I use Rstudio and its amazing Rmarkdown tool to craft a draft report to the researcher, and I save it with today’s date in my “Reports” folder for that project. The report so far includes unadjusted and adjusted models of all the protein expressions using very small p-values to account for the 1000+ statistical comparisons we’re making. I show the results in various plots such as the one above (called a “volcano plot” for its shape).

I have also started writing code for models to determine which proteins are most different, or uniquely expressed, between subgroups of patients. Tomorrow, I will use a technique common in machine learning, called clustering, to see if these protein expressions can correctly classify subgroups of patients. The goal is to find a minimum group of proteins to identify patients of interest who have both the autoimmune disorder and the lung disease my collaborator is interested in. One way this research could be impactful is that it may help determine which proteins pharmaceuticals should develop drugs to target.

I close the report; I will continue working on this analysis tomorrow.

4:45PM - It’s time for my last meeting of the day. I head to another floor of my office building and get my laptop set up in a conference room. I await the arrival of several doctors. It will be my first time meeting most of them, and our task today is to discuss the data collection process for a future study involving both genetic mutation data from tumor biopsies and clinical data from electronic health records on thousands of patients with lung cancer.

5:00PM - The doctors arrive and, after introductions, we talk about the current stage of the project and what the goals are. We discuss the timing of starting chart reviews of patients, how we will upload the information to a database efficiently, and what might be the best way to condense the highly detailed genetics data into useful information for an analysis. Our solution will likely involve a series of iterative searches through the columns containing genetic information.

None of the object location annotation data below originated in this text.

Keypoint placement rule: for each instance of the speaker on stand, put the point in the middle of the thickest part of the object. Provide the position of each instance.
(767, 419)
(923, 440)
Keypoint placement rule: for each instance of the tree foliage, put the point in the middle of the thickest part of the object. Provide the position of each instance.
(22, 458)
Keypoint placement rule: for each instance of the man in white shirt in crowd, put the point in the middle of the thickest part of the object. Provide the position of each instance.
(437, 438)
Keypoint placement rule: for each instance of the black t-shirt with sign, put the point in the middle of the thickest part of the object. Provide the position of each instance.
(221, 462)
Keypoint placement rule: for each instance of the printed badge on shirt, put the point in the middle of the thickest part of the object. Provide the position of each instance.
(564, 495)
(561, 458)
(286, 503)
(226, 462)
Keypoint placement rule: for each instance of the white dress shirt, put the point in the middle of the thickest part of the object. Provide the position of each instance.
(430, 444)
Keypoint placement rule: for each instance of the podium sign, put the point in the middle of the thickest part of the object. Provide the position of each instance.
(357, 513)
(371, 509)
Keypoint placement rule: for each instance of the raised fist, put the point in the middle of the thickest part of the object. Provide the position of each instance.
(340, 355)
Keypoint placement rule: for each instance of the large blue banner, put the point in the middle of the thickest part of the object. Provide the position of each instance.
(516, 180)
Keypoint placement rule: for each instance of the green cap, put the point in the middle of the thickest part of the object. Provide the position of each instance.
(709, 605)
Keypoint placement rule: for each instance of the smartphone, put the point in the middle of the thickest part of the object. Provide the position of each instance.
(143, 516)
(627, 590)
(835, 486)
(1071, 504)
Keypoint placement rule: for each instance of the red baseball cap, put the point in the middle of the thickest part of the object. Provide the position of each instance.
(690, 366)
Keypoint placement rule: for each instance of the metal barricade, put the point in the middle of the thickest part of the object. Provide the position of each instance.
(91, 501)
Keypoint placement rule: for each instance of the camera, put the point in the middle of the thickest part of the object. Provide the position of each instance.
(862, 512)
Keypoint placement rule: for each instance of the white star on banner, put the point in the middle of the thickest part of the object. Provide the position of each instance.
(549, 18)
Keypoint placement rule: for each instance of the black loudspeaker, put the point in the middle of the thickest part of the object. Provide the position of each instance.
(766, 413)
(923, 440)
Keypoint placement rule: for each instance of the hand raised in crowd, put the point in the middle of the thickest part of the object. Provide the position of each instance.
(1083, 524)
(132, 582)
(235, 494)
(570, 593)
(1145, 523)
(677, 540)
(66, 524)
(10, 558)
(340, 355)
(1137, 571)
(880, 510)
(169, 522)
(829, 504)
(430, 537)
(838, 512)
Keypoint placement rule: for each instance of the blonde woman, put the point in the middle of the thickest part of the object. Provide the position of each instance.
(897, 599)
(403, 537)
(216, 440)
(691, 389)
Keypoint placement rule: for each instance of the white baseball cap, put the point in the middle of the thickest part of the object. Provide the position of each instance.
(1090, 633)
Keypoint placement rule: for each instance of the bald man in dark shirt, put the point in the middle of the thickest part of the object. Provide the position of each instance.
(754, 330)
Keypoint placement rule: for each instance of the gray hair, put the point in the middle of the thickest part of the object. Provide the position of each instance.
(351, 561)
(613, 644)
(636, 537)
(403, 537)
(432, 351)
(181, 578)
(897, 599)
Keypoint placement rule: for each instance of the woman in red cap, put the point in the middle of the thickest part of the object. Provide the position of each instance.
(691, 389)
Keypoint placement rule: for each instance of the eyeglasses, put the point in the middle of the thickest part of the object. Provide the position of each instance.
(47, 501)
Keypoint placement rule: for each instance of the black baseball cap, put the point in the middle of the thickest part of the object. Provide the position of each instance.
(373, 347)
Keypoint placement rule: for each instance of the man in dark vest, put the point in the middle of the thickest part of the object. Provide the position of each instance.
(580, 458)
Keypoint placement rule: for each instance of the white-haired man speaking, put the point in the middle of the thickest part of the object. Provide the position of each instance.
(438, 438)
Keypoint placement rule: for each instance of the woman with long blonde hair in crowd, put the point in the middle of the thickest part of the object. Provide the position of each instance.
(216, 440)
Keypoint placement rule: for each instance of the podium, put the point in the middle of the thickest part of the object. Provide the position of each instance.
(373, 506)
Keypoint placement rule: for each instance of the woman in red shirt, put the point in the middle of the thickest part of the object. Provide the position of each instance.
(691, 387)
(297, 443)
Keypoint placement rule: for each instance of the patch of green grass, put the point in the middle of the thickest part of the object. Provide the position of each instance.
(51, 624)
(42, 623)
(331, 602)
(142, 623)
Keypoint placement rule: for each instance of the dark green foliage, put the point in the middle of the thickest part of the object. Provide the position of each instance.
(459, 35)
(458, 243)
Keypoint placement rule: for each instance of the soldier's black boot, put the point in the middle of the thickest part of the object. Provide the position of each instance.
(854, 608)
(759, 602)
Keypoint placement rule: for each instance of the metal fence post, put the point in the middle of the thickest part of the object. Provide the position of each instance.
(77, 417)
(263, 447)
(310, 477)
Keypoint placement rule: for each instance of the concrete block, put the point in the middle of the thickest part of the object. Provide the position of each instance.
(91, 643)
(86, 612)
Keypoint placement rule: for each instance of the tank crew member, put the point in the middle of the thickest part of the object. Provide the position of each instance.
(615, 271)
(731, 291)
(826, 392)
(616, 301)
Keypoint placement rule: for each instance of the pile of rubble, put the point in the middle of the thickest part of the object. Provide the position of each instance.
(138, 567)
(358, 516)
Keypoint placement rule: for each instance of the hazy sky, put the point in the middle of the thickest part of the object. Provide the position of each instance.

The start of a database I am helping researchers build to collect data for their study. This is not my favorite part of my job, but it is a crucial step for good scientific research.

6:00PM - The meeting ends, and I go back to my desk to record more handwritten notes. I log the hours I spent on each project that day into Toggl, which is the time-tracking application our team uses. This is so we know how much time we’re spending on each project, and is as much for our own sake as it is anyone else’s. I update my to-do list, which is a giant color-coded excel spreadsheet, and eat a few chocolate covered raisins as my reward for a productive day.

6:30PM - I leave work! I typically have some kind of activity, like happy hour (see my cute cubicle buddies below), a sports game, or Spanish class that I’m heading off to. Some days I attend coding workshops hosted by groups such as R-ladies. On nights when I’m feeling especially nerdy, I’ll go home and read a statistics paper or sift through the #rstats tips on twitter.

…So, there you have it. One average daily experience as an early career masters-level statistician. All in all, I have an excellent work-life balance and overall work environment. Every day I get to learn more about science, medicine, statistics, and the intersection of these wonderful ideas. Although it varies quite a bit, approximately 10% of each day involves writing, 20% interacting with other researchers, and the rest of it is spent thinking critically and finding answers to problems I am passionate about.

I hope if there are any 22, 42, or 14 year-olds out there considering a career in biostatistics and struggling to figure out what on earth we actually do, that you find this post and it lessens your confusion!

All the best,

Kat


If you found this post useful, you might be interested in a follow up post I wrote answering common email questions I’ve received. I also interviewed my friend from grad school who is a Biostatistician for a pharmaceutical CRO in a separate blog post.


*Not a real statistic.

**Exact details and diseases of the studies I am currently working on have been generalized or altered to protect the research interests of my collaborators.